I pasted here the libraries of my Conda env.
` packages in environment at /Users/jocotton/miniconda3/envs/lookup3.6:
Name Version Build Channel
absl-py 1.4.0 pypi_0 pypi
argcomplete 3.0.8 pypi_0 pypi
argh 0.27.2 pypi_0 pypi
astor 0.8.1 pypi_0 pypi
async-timeout 4.0.2 pypi_0 pypi
biopython 1.79 pypi_0 pypi
ca-certificates 2023.5.7 h8857fd0_0 conda-forge
cached-property 1.5.2 pypi_0 pypi
certifi 2016.9.26 py36_0 conda-forge
charset-normalizer 2.0.12 pypi_0 pypi
click 8.0.4 pypi_0 pypi
dataclasses 0.8 pypi_0 pypi
feedparser 6.0.10 pypi_0 pypi
flask 2.0.3 pypi_0 pypi
flask-cors 3.0.10 pypi_0 pypi
flask-talisman 1.0.0 pypi_0 pypi
gast 0.5.4 pypi_0 pypi
gffutils 0.11.1 pypi_0 pypi
google-pasta 0.2.0 pypi_0 pypi
grpcio 1.48.2 pypi_0 pypi
gunicorn 20.1.0 pypi_0 pypi
h5py 3.1.0 pypi_0 pypi
idna 3.4 pypi_0 pypi
importlib-metadata 4.8.3 pypi_0 pypi
intervaltree 3.1.0 pypi_0 pypi
iso8601 1.1.0 pypi_0 pypi
itsdangerous 2.0.1 pypi_0 pypi
jinja2 3.0.3 pypi_0 pypi
keras 2.1.5 pypi_0 pypi
keras-applications 1.0.8 pypi_0 pypi
keras-preprocessing 1.1.2 pypi_0 pypi
libcxx 14.0.6 h9765a3e_0
libffi 3.3 hb1e8313_2
markdown 3.3.7 pypi_0 pypi
markdown2 2.4.8 pypi_0 pypi
markupsafe 2.0.1 pypi_0 pypi
ncurses 6.4 hcec6c5f_0
numpy 1.19.5 pypi_0 pypi
openssl 1.1.1t hfd90126_0 conda-forge
packaging 21.3 pypi_0 pypi
pandas 1.1.5 pypi_0 pypi
pangolin 1.0.2 pypi_0 pypi
pip 21.2.2 py36hecd8cb5_0
protobuf 3.19.6 pypi_0 pypi
pyfaidx 0.7.1 pypi_0 pypi
pyfastx 1.1.0 pypi_0 pypi
pyparsing 3.0.9 pypi_0 pypi
pysam 0.21.0 pypi_0 pypi
python 3.6.13 h88f2d9e_0
python-dateutil 2.8.2 pypi_0 pypi
python_abi 3.6 2_cp36m conda-forge
pytz 2023.3 pypi_0 pypi
pyvcf 0.4.3 pypi_0 pypi
pyyaml 6.0 pypi_0 pypi
reader 1.18 pypi_0 pypi
readline 8.2 hca72f7f_0
redis 4.3.6 pypi_0 pypi
requests 2.27.1 pypi_0 pypi
scipy 1.5.4 pypi_0 pypi
setuptools 58.0.4 py36hecd8cb5_0
sgmllib3k 1.0.0 pypi_0 pypi
simplejson 3.19.1 pypi_0 pypi
six 1.16.0 pypi_0 pypi
sortedcontainers 2.4.0 pypi_0 pypi
spliceai 1.3.2 pypi_0 pypi
sqlite 3.41.2 h6c40b1e_0
tensorboard 1.14.0 pypi_0 pypi
tensorflow 1.14.0 pypi_0 pypi
tensorflow-estimator 1.14.0 pypi_0 pypi
termcolor 1.1.0 pypi_0 pypi
tk 8.6.12 h5d9f67b_0
torch 1.10.2 pypi_0 pypi
typing-extensions 4.1.1 pypi_0 pypi
urllib3 1.26.16 pypi_0 pypi
werkzeug 2.0.3 pypi_0 pypi
wheel 0.37.1 pyhd3eb1b0_0
wrapt 1.15.0 pypi_0 pypi
xz 5.4.2 h6c40b1e_0
zipp 3.6.0 pypi_0 pypi
zlib 1.2.13 h4dc903c_0
`
Finally, I found the followig error several times
AttributeError: 'str' object has no attribute 'decode'
I solved the problem deleting the .decode('utf-8').
Finally the problem with the unrecognized chromosome due to the problem with the fasta file.

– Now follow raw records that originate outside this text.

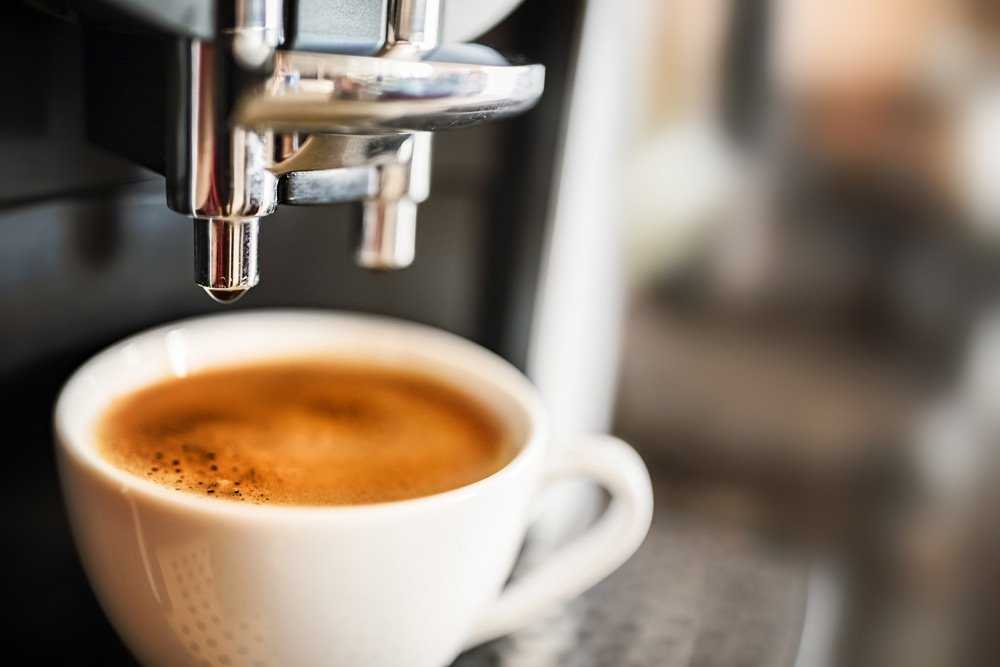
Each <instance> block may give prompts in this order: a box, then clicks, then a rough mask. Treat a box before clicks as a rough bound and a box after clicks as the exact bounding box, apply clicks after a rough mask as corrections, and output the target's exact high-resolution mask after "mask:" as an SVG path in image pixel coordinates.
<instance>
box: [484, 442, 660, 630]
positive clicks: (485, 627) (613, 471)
mask: <svg viewBox="0 0 1000 667" xmlns="http://www.w3.org/2000/svg"><path fill="white" fill-rule="evenodd" d="M568 478H572V479H580V478H583V479H591V480H593V481H594V482H596V483H597V484H599V485H601V486H603V487H604V488H605V489H607V491H608V492H609V493H610V494H611V504H610V505H609V506H608V509H607V511H605V512H604V514H603V516H601V518H600V519H598V521H597V522H596V523H595V524H594V525H593V526H592V527H591V528H589V529H588V530H587V531H586V532H585V533H583V534H582V535H580V536H579V537H577V538H575V539H573V540H572V541H570V542H569V543H568V544H566V545H565V546H563V547H560V548H559V549H557V550H556V551H555V553H553V554H552V555H551V556H549V557H548V558H547V559H546V560H545V561H544V562H542V563H541V564H540V565H538V566H537V567H536V568H534V569H533V570H530V571H529V572H527V573H526V574H525V575H523V576H521V577H519V578H518V579H517V580H516V581H514V582H513V583H512V584H511V585H509V586H508V587H507V588H506V589H505V590H504V591H503V592H502V593H501V594H500V597H499V598H498V599H497V600H496V601H495V602H494V603H493V605H492V606H491V607H490V608H488V609H487V611H486V614H485V615H484V617H483V618H482V620H481V621H480V622H479V624H478V625H476V627H475V628H474V629H473V632H472V634H471V636H470V638H469V639H468V641H467V642H466V646H465V647H466V648H471V647H472V646H476V645H478V644H482V643H483V642H487V641H490V640H491V639H496V638H497V637H501V636H503V635H506V634H508V633H510V632H512V631H514V630H516V629H518V628H520V627H523V626H524V625H526V624H528V623H530V622H532V621H534V620H536V619H537V618H538V617H539V616H540V615H541V614H542V613H543V612H544V611H545V610H546V609H548V608H550V607H552V606H554V605H556V604H559V603H562V602H566V601H568V600H570V599H572V598H574V597H576V596H577V595H580V594H581V593H583V592H584V591H586V590H587V589H589V588H590V587H591V586H594V585H595V584H597V583H598V582H599V581H601V580H602V579H604V578H605V577H606V576H608V575H609V574H611V573H612V572H614V571H615V570H616V569H618V567H619V566H620V565H621V564H622V563H624V562H625V561H626V560H628V558H629V556H631V555H632V554H633V553H635V551H636V550H637V549H638V548H639V545H640V544H642V541H643V539H644V538H645V537H646V533H647V532H648V531H649V524H650V521H651V520H652V516H653V488H652V485H651V484H650V481H649V472H648V471H647V470H646V466H645V464H644V463H643V462H642V459H641V458H639V455H638V454H637V453H636V451H635V450H634V449H632V447H630V446H629V445H628V444H626V443H624V442H622V441H621V440H619V439H618V438H614V437H611V436H608V435H591V436H586V442H584V443H582V444H580V445H577V446H574V447H570V448H567V450H564V451H562V452H561V453H560V454H558V455H557V458H556V461H555V463H554V464H553V465H552V466H551V467H550V468H549V472H548V474H547V475H546V481H545V484H546V485H549V484H552V483H554V482H556V481H558V480H562V479H568Z"/></svg>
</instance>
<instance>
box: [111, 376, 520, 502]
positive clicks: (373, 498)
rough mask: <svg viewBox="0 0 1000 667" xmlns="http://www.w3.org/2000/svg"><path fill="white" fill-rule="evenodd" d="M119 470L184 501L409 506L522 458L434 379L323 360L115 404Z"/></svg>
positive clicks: (477, 402)
mask: <svg viewBox="0 0 1000 667" xmlns="http://www.w3.org/2000/svg"><path fill="white" fill-rule="evenodd" d="M97 442H98V448H99V452H100V454H101V456H102V457H103V458H104V459H105V460H107V461H108V462H110V463H111V464H112V465H114V466H116V467H118V468H120V469H122V470H125V471H127V472H129V473H131V474H133V475H137V476H141V477H145V478H147V479H149V480H152V481H155V482H157V483H159V484H162V485H164V486H167V487H169V488H172V489H176V490H177V491H179V492H185V493H196V494H201V495H203V496H209V497H214V498H221V499H226V500H230V501H242V502H250V503H266V504H283V505H353V504H366V503H379V502H387V501H394V500H404V499H408V498H416V497H419V496H426V495H431V494H434V493H438V492H442V491H447V490H450V489H455V488H458V487H461V486H465V485H467V484H471V483H473V482H476V481H479V480H480V479H483V478H485V477H488V476H489V475H491V474H493V473H494V472H496V471H497V470H499V469H501V468H502V467H504V466H505V465H506V464H507V463H508V462H509V461H510V460H511V459H512V458H513V456H514V454H515V447H514V445H513V443H512V437H511V435H510V434H509V433H507V432H506V430H505V428H504V427H503V425H502V423H501V420H500V419H499V418H497V417H496V416H495V415H494V414H492V413H491V412H490V411H489V410H488V409H487V408H486V407H485V406H483V405H481V404H479V403H478V402H477V401H476V400H475V399H473V398H472V397H471V396H468V395H466V394H464V393H463V392H462V391H461V390H459V389H456V388H454V387H452V386H449V385H448V384H446V383H444V382H443V381H440V380H438V379H436V378H434V377H432V376H430V375H427V374H418V373H411V372H407V371H404V370H400V369H393V368H386V367H379V366H376V365H372V364H363V363H354V362H351V361H349V360H338V359H333V358H316V359H302V360H284V361H270V362H261V363H254V364H249V365H242V366H233V367H225V368H219V369H214V370H206V371H202V372H199V373H195V374H192V375H189V376H187V377H182V378H174V379H169V380H165V381H161V382H159V383H156V384H152V385H149V386H146V387H144V388H142V389H140V390H138V391H135V392H133V393H131V394H127V395H125V396H124V397H122V398H119V399H118V400H116V401H115V402H114V403H113V404H112V405H111V406H110V408H109V409H108V410H107V411H106V412H105V413H104V414H103V416H102V417H101V419H100V420H99V422H98V426H97Z"/></svg>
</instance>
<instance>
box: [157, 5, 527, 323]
mask: <svg viewBox="0 0 1000 667" xmlns="http://www.w3.org/2000/svg"><path fill="white" fill-rule="evenodd" d="M217 2H218V4H217V6H218V9H219V11H218V21H217V36H216V38H215V39H214V40H213V41H202V40H189V41H185V42H183V43H182V44H181V45H180V46H181V48H180V49H179V52H178V53H179V63H178V69H177V71H178V73H179V77H178V79H177V80H176V81H175V85H174V86H173V87H172V89H173V91H174V96H175V102H176V105H175V106H176V109H175V112H174V113H172V114H171V120H172V126H171V128H170V131H171V134H172V136H173V137H174V139H175V144H174V146H173V148H172V150H171V151H170V153H169V154H168V157H169V159H168V168H167V198H168V203H169V205H170V207H171V208H173V209H174V210H175V211H178V212H180V213H183V214H185V215H188V216H191V217H193V218H194V219H195V222H194V246H195V247H194V255H195V257H194V259H195V281H196V282H197V284H198V285H200V286H201V287H202V288H204V289H205V291H206V292H207V293H208V294H209V296H211V297H212V298H213V299H215V300H216V301H218V302H220V303H232V302H234V301H236V300H237V299H239V298H240V297H241V296H242V295H243V294H245V293H246V292H247V290H249V289H250V288H251V287H253V286H254V285H256V284H257V281H258V280H259V271H258V262H257V251H258V235H259V231H260V221H261V219H262V218H263V217H264V216H267V215H269V214H271V213H273V212H274V211H275V210H276V209H277V206H278V204H279V203H282V204H290V205H305V206H315V205H328V204H334V203H340V202H361V203H362V210H363V214H362V218H361V220H360V222H359V223H358V232H357V234H356V239H357V246H356V251H355V260H356V261H357V263H358V264H359V265H360V266H362V267H365V268H369V269H374V270H382V271H384V270H395V269H402V268H405V267H407V266H409V265H410V264H412V263H413V261H414V255H415V252H414V247H415V239H416V224H417V208H418V205H419V204H420V202H423V201H424V200H425V199H427V197H428V195H429V192H430V171H431V168H430V160H431V143H432V138H431V137H432V135H431V133H432V132H433V131H436V130H443V129H452V128H457V127H466V126H469V125H475V124H478V123H482V122H484V121H488V120H495V119H499V118H504V117H507V116H511V115H513V114H516V113H519V112H521V111H523V110H525V109H528V108H530V107H531V106H532V105H533V104H534V103H535V102H536V101H537V100H538V98H539V97H540V96H541V92H542V88H543V85H544V68H543V67H541V66H540V65H518V66H513V65H509V64H507V63H506V61H505V60H504V59H503V58H502V57H501V56H499V54H496V53H495V52H493V51H491V50H489V49H486V48H485V47H474V46H466V47H458V48H456V49H450V50H449V49H447V48H442V49H437V50H435V49H436V47H437V46H438V36H439V28H440V20H441V7H442V2H441V0H388V11H387V12H386V14H385V18H384V19H383V20H384V21H385V22H386V24H385V26H384V30H385V32H384V34H385V39H384V44H383V45H382V47H381V49H380V50H379V51H378V53H377V55H373V56H360V55H351V54H342V53H322V52H312V51H309V52H306V51H296V50H285V49H282V48H281V47H282V46H283V44H284V40H285V31H284V26H283V21H284V15H285V11H284V10H285V9H286V8H285V7H284V3H283V2H282V0H217ZM463 48H464V49H465V51H463V50H462V49H463ZM449 55H450V58H449ZM438 58H441V59H442V60H438ZM479 63H481V64H479Z"/></svg>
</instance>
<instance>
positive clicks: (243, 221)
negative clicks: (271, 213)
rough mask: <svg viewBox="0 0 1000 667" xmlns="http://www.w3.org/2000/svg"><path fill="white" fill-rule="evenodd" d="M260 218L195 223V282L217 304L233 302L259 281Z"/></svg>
mask: <svg viewBox="0 0 1000 667" xmlns="http://www.w3.org/2000/svg"><path fill="white" fill-rule="evenodd" d="M259 234H260V219H259V218H248V219H245V220H218V219H208V220H199V219H197V218H196V219H195V220H194V281H195V282H196V283H197V284H198V285H200V286H201V288H202V289H204V290H205V293H206V294H208V295H209V296H210V297H212V299H213V300H214V301H217V302H218V303H233V302H234V301H236V300H237V299H239V298H240V297H241V296H243V295H244V294H246V292H247V290H249V289H250V288H251V287H253V286H255V285H256V284H257V281H258V280H260V272H259V270H258V268H257V238H258V235H259Z"/></svg>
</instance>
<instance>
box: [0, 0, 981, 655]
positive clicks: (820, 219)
mask: <svg viewBox="0 0 1000 667" xmlns="http://www.w3.org/2000/svg"><path fill="white" fill-rule="evenodd" d="M305 2H306V0H300V3H299V7H300V8H301V7H303V6H304V3H305ZM127 4H128V3H126V2H124V0H122V1H121V2H119V1H118V0H115V1H110V0H109V1H106V2H98V1H94V2H81V3H74V2H58V1H50V0H39V1H33V2H14V3H8V4H6V5H4V7H3V8H2V9H0V33H2V35H3V38H2V39H0V52H2V53H3V57H0V68H2V71H3V73H4V75H5V76H4V80H5V82H6V86H5V87H6V89H7V91H8V94H6V95H5V96H4V102H3V104H2V105H0V145H2V146H3V155H4V157H5V159H3V160H2V161H0V322H2V327H0V399H2V402H0V405H3V406H4V410H5V414H6V415H7V416H6V417H5V420H4V424H5V427H6V428H7V429H8V434H9V438H8V442H9V443H10V444H9V446H8V448H7V456H8V461H9V465H8V466H7V469H8V470H9V471H11V472H13V473H14V474H12V475H11V478H9V479H8V480H7V483H6V484H5V485H3V496H4V497H3V500H2V504H0V507H2V508H3V512H4V513H5V515H6V520H7V522H8V525H12V526H16V527H17V528H16V529H15V530H14V531H13V532H11V533H9V537H8V540H9V543H8V548H7V549H6V550H5V551H7V554H6V558H8V559H9V560H10V568H11V569H10V571H11V572H15V573H16V576H15V577H14V578H15V579H16V581H13V582H11V583H10V585H11V586H12V588H13V589H14V591H13V592H14V595H15V599H16V600H18V602H19V606H20V610H19V614H18V616H19V618H18V619H16V621H15V623H14V626H13V633H12V638H11V639H10V642H11V646H13V647H14V649H15V652H17V653H21V654H23V655H25V656H31V657H33V658H36V659H49V660H52V661H55V662H57V663H67V662H70V661H72V662H74V663H76V664H81V663H82V664H101V665H109V664H130V660H131V658H130V657H129V656H128V653H127V651H126V649H125V648H124V647H123V646H121V644H120V643H119V641H118V640H117V638H116V637H115V635H114V634H113V632H112V631H111V629H110V627H109V626H108V624H107V621H106V620H105V619H104V617H103V616H102V614H101V613H100V611H99V609H98V607H97V605H96V601H95V600H94V598H93V596H92V594H91V592H90V590H89V588H88V587H87V584H86V581H85V578H84V576H83V573H82V570H81V569H80V567H79V565H78V563H77V559H76V555H75V552H74V550H73V547H72V542H71V538H70V535H69V533H68V529H67V526H66V521H65V517H64V511H63V509H62V499H61V497H60V495H59V491H58V485H57V481H56V479H55V471H54V467H53V462H52V454H51V449H52V445H51V436H50V434H49V414H50V411H51V407H52V402H53V400H54V397H55V394H56V392H57V391H58V387H59V386H60V384H61V383H62V382H63V381H64V380H65V378H66V377H67V376H68V375H69V373H70V372H71V371H72V370H73V368H75V367H76V366H77V365H79V364H80V363H81V362H82V361H83V360H85V359H86V358H87V357H88V356H89V355H90V354H92V353H93V352H95V351H96V350H98V349H100V348H101V347H103V346H105V345H107V344H109V343H111V342H113V341H114V340H116V339H118V338H121V337H122V336H125V335H128V334H130V333H133V332H135V331H137V330H139V329H141V328H144V327H147V326H151V325H154V324H159V323H162V322H165V321H169V320H172V319H177V318H179V317H184V316H189V315H193V314H203V313H210V312H217V311H219V310H220V309H221V307H220V306H218V305H216V304H213V303H212V302H210V301H208V300H207V299H206V298H205V296H204V295H203V294H202V293H201V291H200V290H198V289H197V288H196V287H194V286H193V285H192V284H191V282H190V262H191V257H190V243H191V241H190V223H189V222H187V221H186V220H185V219H184V218H183V217H181V216H179V215H178V214H176V213H173V212H171V211H170V210H169V209H168V208H167V207H166V206H165V204H164V195H163V188H164V186H163V182H164V181H163V177H162V176H160V175H159V174H158V173H156V171H155V170H150V169H147V168H145V167H140V166H138V165H137V164H136V162H135V161H134V160H130V159H126V158H125V157H124V156H123V154H122V153H121V151H120V150H115V148H114V146H115V145H119V144H120V143H121V140H122V138H123V137H125V138H126V139H127V141H129V142H135V143H137V144H143V143H145V144H148V145H150V146H159V145H160V144H157V142H159V141H161V140H162V129H163V128H162V119H158V118H156V117H154V116H155V114H148V113H147V111H146V109H147V108H149V105H148V104H146V105H144V104H143V103H141V102H140V101H139V100H138V99H136V98H137V97H138V96H139V93H136V92H135V91H134V90H133V89H132V88H130V87H129V85H128V83H129V78H128V77H129V76H130V74H129V70H130V68H129V67H127V65H128V64H129V63H128V62H125V61H126V60H128V59H126V58H124V57H123V56H121V55H120V54H117V53H116V48H117V45H118V44H119V43H121V42H123V41H129V40H131V41H133V42H134V41H135V40H136V39H138V40H139V43H140V44H142V45H146V46H148V49H149V51H150V52H154V51H155V50H156V48H157V44H158V43H159V42H160V41H162V40H163V39H164V36H163V35H164V33H169V32H170V31H169V30H168V29H166V28H163V27H162V26H157V27H155V28H150V27H149V25H139V26H137V25H136V21H135V20H134V19H135V16H136V15H138V14H137V13H136V12H133V13H132V14H129V13H128V12H127V11H126V12H125V14H126V15H127V17H126V18H127V20H122V19H121V13H120V12H118V11H117V10H118V9H119V6H125V5H127ZM134 4H135V5H137V6H145V5H144V3H141V2H138V3H134ZM168 4H169V3H168ZM187 4H190V5H192V6H193V5H196V4H198V3H194V2H191V3H187ZM140 23H141V22H140ZM479 41H480V42H482V43H485V44H488V45H490V46H493V47H495V48H497V49H499V50H502V51H504V52H508V53H516V54H519V55H521V56H523V57H525V58H526V59H527V60H529V61H532V62H540V63H542V64H544V65H545V66H546V68H547V74H546V92H545V95H544V96H543V98H542V101H541V103H540V104H539V105H538V106H537V107H535V108H534V109H533V110H532V111H530V112H528V113H527V114H525V115H523V116H519V117H518V118H516V119H513V120H509V121H504V122H500V123H495V124H489V125H484V126H481V127H477V128H474V129H468V130H457V131H454V132H452V133H440V135H439V136H438V137H436V138H435V142H436V143H435V155H434V163H433V164H434V166H433V169H434V171H433V177H432V189H431V197H430V199H429V200H428V201H427V202H426V203H425V204H423V205H422V206H421V212H420V220H421V222H420V223H419V225H420V226H419V234H418V239H417V261H416V263H415V264H414V266H413V267H412V268H410V269H407V270H406V271H404V272H400V273H392V274H385V275H375V274H371V273H366V272H364V271H361V270H359V269H357V268H355V267H354V266H353V265H351V263H350V261H349V260H348V259H347V257H348V254H349V245H350V233H349V232H350V221H351V219H352V216H355V215H356V212H355V211H353V210H352V209H351V208H350V207H349V206H346V205H344V206H336V207H321V208H305V207H287V206H284V207H282V208H281V209H280V210H279V213H277V214H276V215H274V216H271V217H270V218H269V219H268V220H267V221H265V222H264V223H262V224H263V230H264V231H263V232H262V244H264V243H266V245H267V252H266V255H265V256H264V257H263V259H262V282H261V285H260V286H259V287H257V288H255V289H254V291H253V292H252V293H250V294H249V295H248V296H247V297H246V298H244V299H243V300H242V301H240V302H239V303H238V304H236V305H234V306H231V307H232V308H259V307H271V306H291V307H302V306H305V307H319V308H338V309H351V310H362V311H366V312H376V313H383V314H389V315H394V316H398V317H405V318H408V319H414V320H417V321H421V322H426V323H429V324H433V325H435V326H439V327H443V328H445V329H448V330H451V331H454V332H457V333H459V334H461V335H463V336H466V337H468V338H471V339H473V340H475V341H477V342H479V343H481V344H483V345H486V346H487V347H489V348H491V349H493V350H496V351H498V352H499V353H500V354H502V355H503V356H505V357H506V358H508V359H509V360H511V361H512V362H513V363H515V364H516V365H518V366H519V367H520V368H522V369H523V370H525V371H526V372H527V373H528V374H529V376H530V377H531V378H532V379H533V380H534V381H535V382H536V383H537V384H538V385H539V387H540V389H541V391H542V393H543V395H544V397H545V400H546V402H547V403H548V404H549V407H550V408H551V409H552V411H553V413H554V415H555V422H556V426H557V428H558V430H559V431H561V432H563V433H572V432H574V431H577V432H578V431H586V430H612V431H613V432H615V433H617V434H619V435H621V436H622V437H623V438H625V439H626V440H628V441H629V442H631V443H633V444H634V445H635V446H636V447H637V448H638V449H639V450H640V452H641V453H642V454H643V456H644V458H645V459H646V460H647V462H648V464H649V466H650V468H651V471H652V473H653V477H654V483H655V487H656V488H655V490H656V494H657V501H656V502H657V509H656V516H655V519H654V526H653V531H652V532H651V534H650V536H649V538H648V539H647V542H646V544H645V545H644V547H643V548H642V550H641V551H640V552H639V553H638V554H637V555H636V557H635V558H633V560H632V561H630V562H629V563H628V564H627V565H626V566H625V567H624V568H623V569H622V570H621V571H620V572H618V573H616V574H615V575H613V576H612V577H611V578H609V579H608V580H607V581H605V582H604V583H602V584H601V585H600V586H598V587H597V588H596V589H594V590H593V591H591V592H590V593H588V594H587V595H586V596H584V597H583V598H582V599H580V600H577V601H574V602H573V603H571V604H570V605H569V606H568V608H566V609H563V610H560V611H559V613H556V614H553V616H552V618H550V619H548V620H546V621H545V622H544V623H541V624H539V625H538V626H537V627H533V628H529V629H528V630H526V631H525V632H523V633H519V634H517V635H514V636H512V637H510V638H507V639H504V640H501V641H499V642H495V643H493V644H491V645H488V646H485V647H481V648H479V649H477V650H474V651H472V652H470V653H468V654H466V655H464V656H462V657H461V658H460V659H459V662H458V664H459V665H474V666H476V665H504V666H521V665H525V666H527V665H531V666H540V665H574V666H581V667H582V666H589V665H595V666H602V667H603V666H608V667H611V666H615V667H617V666H624V665H635V666H637V667H638V666H644V665H664V666H672V665H691V666H702V667H704V666H719V667H723V666H725V667H733V666H747V667H756V666H769V665H788V666H792V665H794V666H795V667H814V666H815V667H827V666H839V665H848V666H849V665H879V666H881V667H895V666H897V665H899V666H904V665H905V666H907V667H919V666H923V665H927V666H937V665H941V666H955V665H976V666H978V665H987V664H996V663H997V662H998V661H1000V645H998V642H1000V639H998V637H1000V613H998V612H1000V609H998V607H1000V566H998V565H997V563H1000V559H998V558H997V556H1000V504H998V503H1000V497H998V488H1000V486H998V484H997V483H996V482H995V480H997V479H1000V477H998V476H997V473H998V472H1000V470H998V461H997V456H996V453H995V452H994V450H995V446H996V442H997V438H996V429H997V427H998V426H1000V424H998V423H996V422H997V421H998V420H1000V417H998V415H1000V411H998V409H997V408H998V402H997V399H996V398H994V396H996V395H997V391H996V389H1000V367H998V363H1000V324H997V323H996V319H995V307H996V301H997V300H996V296H997V294H998V292H997V287H998V284H997V283H998V276H1000V272H998V268H1000V187H998V185H997V174H1000V5H998V4H997V3H996V2H995V0H879V2H871V1H865V0H840V1H839V2H829V1H827V0H631V1H630V2H626V3H622V2H614V1H613V0H588V1H586V2H584V1H583V0H558V1H557V0H551V1H549V0H524V1H523V3H522V4H521V5H520V6H519V7H517V8H516V9H514V10H513V11H512V13H511V14H510V15H509V16H507V17H506V18H505V19H504V20H503V21H500V22H499V23H498V24H497V25H496V26H495V27H494V28H492V29H491V30H490V31H489V32H487V33H486V34H485V35H484V36H482V37H481V38H480V40H479ZM142 48H145V46H144V47H142ZM142 48H140V53H142V52H143V50H142ZM130 53H132V54H133V56H130V58H134V53H135V52H134V51H132V52H130ZM29 54H30V57H29ZM109 54H110V55H109ZM149 61H150V63H156V62H157V61H156V60H155V58H154V57H153V56H150V60H149ZM129 62H132V61H129ZM109 63H111V65H113V66H111V65H109ZM139 64H142V63H133V66H132V68H131V69H133V70H134V69H137V68H138V65H139ZM108 67H110V70H109V69H107V68H108ZM116 67H117V69H116ZM119 70H120V71H119ZM150 72H152V73H151V74H149V79H150V80H151V81H152V83H151V84H149V85H151V86H152V87H153V88H156V87H157V82H158V81H160V80H161V79H159V78H157V77H158V76H159V75H158V74H156V69H155V67H151V69H150ZM116 77H118V78H116ZM109 81H110V82H111V84H110V85H108V82H109ZM102 82H103V83H102ZM109 91H110V93H113V94H109ZM139 92H140V93H141V91H139ZM112 109H115V110H116V111H115V112H114V113H116V114H119V115H121V116H122V119H123V120H122V121H121V123H119V124H118V125H117V126H116V127H115V128H114V132H117V134H118V136H116V137H112V138H111V139H110V140H109V139H108V137H107V134H108V129H107V128H106V127H104V126H105V125H106V123H102V122H101V118H103V117H105V116H107V115H109V114H111V113H112V112H111V110H112ZM122 109H125V110H126V112H127V113H124V114H122ZM129 110H131V111H129ZM126 121H127V122H126ZM114 132H113V133H114ZM156 150H159V149H156ZM147 166H148V165H147ZM567 446H570V445H567ZM600 503H601V498H600V497H599V496H598V495H597V494H595V493H594V492H593V491H592V490H589V489H580V488H573V487H571V488H566V489H561V490H559V492H558V493H556V494H554V495H553V497H551V498H547V499H546V504H547V507H548V508H549V509H550V510H551V511H550V512H548V515H549V518H548V519H547V520H545V521H543V522H542V524H541V525H539V527H538V528H537V529H536V530H535V531H534V533H533V535H532V538H531V539H530V540H529V543H528V545H527V547H526V549H525V553H524V556H523V558H522V561H523V562H522V567H530V563H531V561H532V559H533V558H540V557H543V556H544V553H545V552H546V551H547V550H549V549H551V548H555V545H557V544H558V543H560V542H561V541H563V540H565V539H566V538H567V536H571V535H572V534H573V532H574V531H575V530H577V529H578V528H579V525H578V524H579V521H578V520H577V521H575V520H573V519H572V517H579V516H580V515H581V508H583V509H584V510H585V511H584V512H583V514H584V515H587V516H593V515H594V514H595V513H596V512H597V511H598V510H599V506H600ZM515 576H516V574H515Z"/></svg>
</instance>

and that is all. This is working.
I have a question but it is not related so I am going to close this issue and ask you that in a new one.
Thanks!
By the way, if you see something wrong in the libraries installed, let me know by reopening the issue.
I have installed and the API seems to work. However, when I query for a variant the API returns this
{"variant": "chr3-37035154-G-A", "hg": "37", "source": "spliceai", "error": "ERROR: <class 'KeyError'>: '3 not in /Users/jocotton/hg19.fa.'", "duration": "0:00:00.031399"}
This looks like a problem with the format of the fasta file of how it is read. I download both from here https://www.ncbi.nlm.nih.gov/genome/guide/human/
What could be the reason of the problem??